Europeans, who are fond of traveling, will discover over the Easter holiday period, at the latest, the downside to a weak currency. They will now get considerably less for their euros in many countries, meaning the disparities will become visible and tangible to all now. Regional divergences are evident elsewhere too. While Americans can be happy about the recent wave of weakness in oil prices at the gas station, little or none of this is reaching residents of the Eurozone. And when procuring supplies or conducting cross-border takeovers, U.S.-dollar-based companies have been enjoying relative advantages over euro-based firms lately.
Why am I mentioning this? Surely the weak euro is one of the reasons we like Eurozone stocks? Let us thus have a look at the other three reasons: cheap oil, low interest rates and the – hopefully not just for this reason – resulting profit growth. But however strong the tailwind from oil, euro and interest rates might be for Europe at the moment, it is finite. Or at least it is declining in terms of momentum, after oil prices have already dropped by 50 percentage points, the euro has lost up to a quarter against the U.S. dollar in less than a year and key parts of the yield curve have slipped into negative territory. Based on classic valuation criteria and following the latest market rally in the Eurozone, that is likely to limit further upward potential and drive up volatility.

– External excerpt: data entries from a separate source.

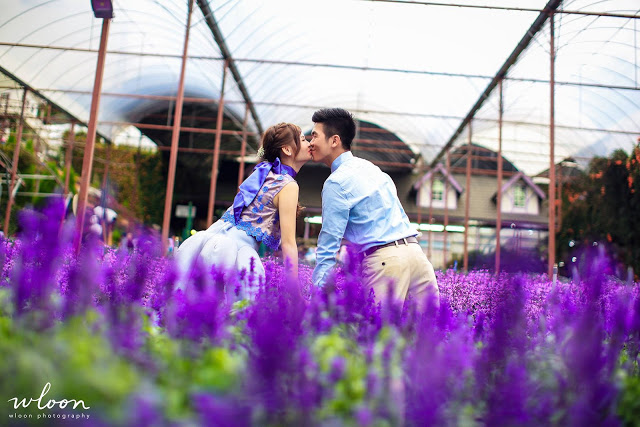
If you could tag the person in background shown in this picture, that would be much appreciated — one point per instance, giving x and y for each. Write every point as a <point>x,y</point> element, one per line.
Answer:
<point>360,204</point>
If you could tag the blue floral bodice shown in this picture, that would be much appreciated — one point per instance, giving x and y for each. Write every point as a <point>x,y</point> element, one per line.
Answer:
<point>260,219</point>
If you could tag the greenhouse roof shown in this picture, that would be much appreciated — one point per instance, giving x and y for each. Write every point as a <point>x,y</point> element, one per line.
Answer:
<point>414,68</point>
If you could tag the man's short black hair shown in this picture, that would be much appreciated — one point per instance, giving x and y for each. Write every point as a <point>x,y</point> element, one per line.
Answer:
<point>337,121</point>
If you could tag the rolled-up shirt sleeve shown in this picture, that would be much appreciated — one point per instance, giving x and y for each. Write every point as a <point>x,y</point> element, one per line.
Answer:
<point>335,216</point>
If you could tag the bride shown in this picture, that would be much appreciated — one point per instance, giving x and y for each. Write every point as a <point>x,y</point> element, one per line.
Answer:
<point>264,210</point>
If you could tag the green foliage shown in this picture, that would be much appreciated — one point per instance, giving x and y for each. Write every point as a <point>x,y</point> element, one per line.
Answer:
<point>152,188</point>
<point>629,405</point>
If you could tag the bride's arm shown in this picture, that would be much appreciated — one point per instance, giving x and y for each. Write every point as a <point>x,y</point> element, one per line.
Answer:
<point>287,206</point>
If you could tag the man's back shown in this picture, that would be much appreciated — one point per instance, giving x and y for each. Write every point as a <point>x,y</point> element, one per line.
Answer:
<point>375,213</point>
<point>359,203</point>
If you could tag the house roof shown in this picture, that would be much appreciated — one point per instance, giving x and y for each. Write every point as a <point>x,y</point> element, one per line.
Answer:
<point>521,176</point>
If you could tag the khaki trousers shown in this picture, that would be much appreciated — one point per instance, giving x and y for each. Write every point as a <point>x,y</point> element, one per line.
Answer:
<point>404,270</point>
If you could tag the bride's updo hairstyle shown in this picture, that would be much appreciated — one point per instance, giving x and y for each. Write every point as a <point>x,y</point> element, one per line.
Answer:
<point>276,137</point>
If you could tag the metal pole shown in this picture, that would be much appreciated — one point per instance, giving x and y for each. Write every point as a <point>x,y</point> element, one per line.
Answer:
<point>559,202</point>
<point>68,157</point>
<point>89,147</point>
<point>465,262</point>
<point>243,149</point>
<point>105,194</point>
<point>175,137</point>
<point>14,165</point>
<point>500,166</point>
<point>216,153</point>
<point>446,208</point>
<point>552,167</point>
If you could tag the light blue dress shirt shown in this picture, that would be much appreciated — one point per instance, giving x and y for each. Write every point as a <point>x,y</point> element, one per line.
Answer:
<point>359,203</point>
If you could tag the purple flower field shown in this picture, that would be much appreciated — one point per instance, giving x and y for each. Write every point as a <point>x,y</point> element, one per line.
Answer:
<point>107,327</point>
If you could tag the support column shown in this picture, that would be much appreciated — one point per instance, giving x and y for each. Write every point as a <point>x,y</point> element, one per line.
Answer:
<point>552,167</point>
<point>216,150</point>
<point>500,166</point>
<point>559,198</point>
<point>14,164</point>
<point>243,149</point>
<point>89,147</point>
<point>430,214</point>
<point>175,137</point>
<point>467,200</point>
<point>68,157</point>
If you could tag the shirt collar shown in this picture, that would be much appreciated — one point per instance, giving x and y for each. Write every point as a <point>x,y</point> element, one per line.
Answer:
<point>340,160</point>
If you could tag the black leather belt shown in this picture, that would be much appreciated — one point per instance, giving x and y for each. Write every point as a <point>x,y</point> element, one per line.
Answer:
<point>404,241</point>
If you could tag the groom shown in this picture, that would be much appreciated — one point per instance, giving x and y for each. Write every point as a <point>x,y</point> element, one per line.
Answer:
<point>360,203</point>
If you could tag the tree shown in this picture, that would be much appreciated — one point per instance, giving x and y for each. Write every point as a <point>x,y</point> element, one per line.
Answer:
<point>603,207</point>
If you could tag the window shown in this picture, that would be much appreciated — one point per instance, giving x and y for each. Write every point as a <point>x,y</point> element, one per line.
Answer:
<point>437,193</point>
<point>519,196</point>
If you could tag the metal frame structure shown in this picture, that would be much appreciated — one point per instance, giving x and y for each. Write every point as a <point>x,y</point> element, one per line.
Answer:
<point>230,63</point>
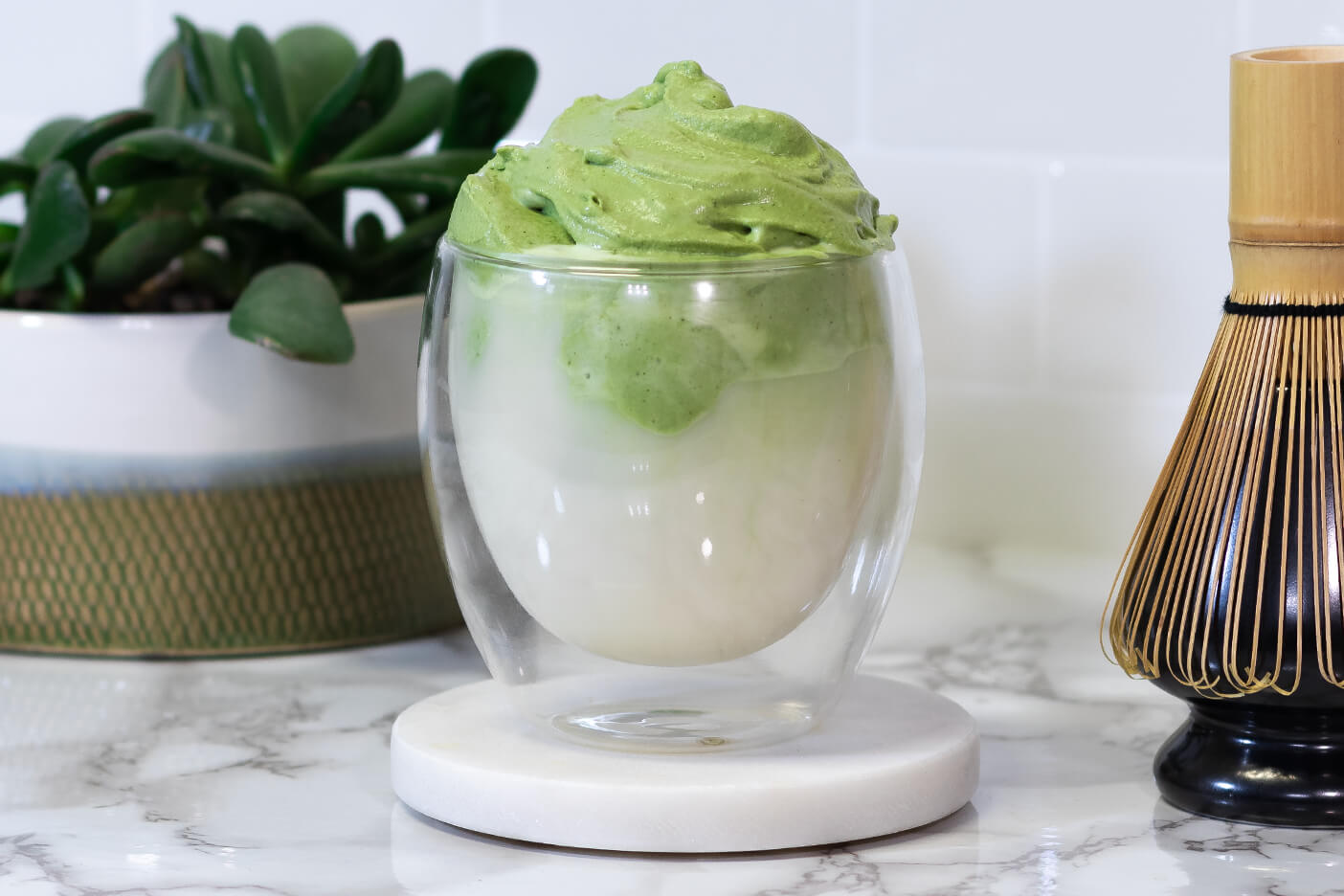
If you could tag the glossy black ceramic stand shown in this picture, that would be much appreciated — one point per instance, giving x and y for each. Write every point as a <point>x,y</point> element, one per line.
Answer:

We should be aware of this risk for the current year, and likewise of the danger that Europe’s markets could overshoot our price targets. After all, like it or not, together with the European Central Bank (ECB), all other market participants are part of the big global experiment in QE, something that raises several questions: Are historical price-earnings (P/E) ratios still a good yardstick? How is the low-interest environment and the cash injection from the ECB and the Bank of Japan (BOJ) still affecting stock valuations? And how is it affecting the investment behavior of pension funds, life insurers or foundations, all of which traditionally overweight bonds in their portfolios? We believe that we are just seeing the start of huge capital shifts, particularly in Europe, that will herald the temporary end of interest and compound interest. In our opinion, the beneficiaries will remain, at least for the present, high-risk asset classes, particularly stocks. However, because of the fluctuations that can be expected in the course of the year, a good mixture, meaning a multi-asset orientation, is likely to become increasingly important.